The executive power in the United States is exercised by the President. A prolonged tenure of office of a President can place in jeopardy the basic principles of democracy and freedom, defined by the Founding Fathers. Therefore a person can serve only two terms in this office. It is prescribed by the Constitution that, as head of the country, the US President has a set of powers in the fields of security provision, foreign relations, as well as interaction with the legislative and executive authorities. The President also acts as Commander-in-Chief of the Army and Navy of the United States (Herring, 2017). Under the system of checks and balances, the President, with the advice and by agreement of the Senate, appoints judges of the Supreme Court and other federal courts. The President also has the right to convene one or both chambers of Congress for extraordinary meetings and the power of veto.

Despite the fact that the mechanism of checks and balances works, today the separation of power is not as distinct as it used to be and the impact of the presidential power is expanding.
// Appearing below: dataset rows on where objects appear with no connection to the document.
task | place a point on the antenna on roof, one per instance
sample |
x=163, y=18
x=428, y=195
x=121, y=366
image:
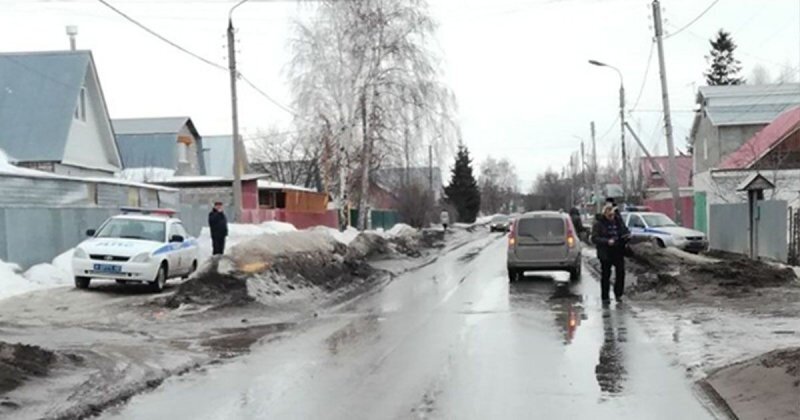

According to Hooker (2016), “each successive president continues to add to his office’s list of extraordinary orders and directives, expanding the reach and power of the presidency and granting the Executive vast amounts of powers” (p. 6). The President has, for example, some functions in norm creating, so, the legislative power nowadays is not fully centered in the Congress (Hooker, 2016). It can be noted that the changing world requires new patterns of relationships between the representatives of different branches.

Conclusion

To some up, the major responsibilities and functions of the Congress and the President denoted by the Founding Fathers in the Constitution are reserved in the 21st century. The separation of authorities between the Supreme Court (the judicial branch), the President (the executive branch), and the Congress (the legislative branch) still exist. However, the world of the 21st century is much different from the world the Founding Fathers lived in, so, today the USA sees more cooperation between the branches in accomplishing their functions.

References

  1. Herring, P. (2017). Presidential leadership: The political relations of Congress and the Chief Executive. New York, NY: Routledge.
  2. Hooker, J. (2019). Presidential power and its expanding influence: Suggestions on how to strengthen checks and balances. Honors Projects, 728.
  3. Schroedel, J. (2016). Congress, the President and policymaking: A historical analysis. New York, NY: Routledge.
  4. Scutt, J. (2019). The US Constitution – A very short introduction. The Denning Law Journal, 30(2), 191-196.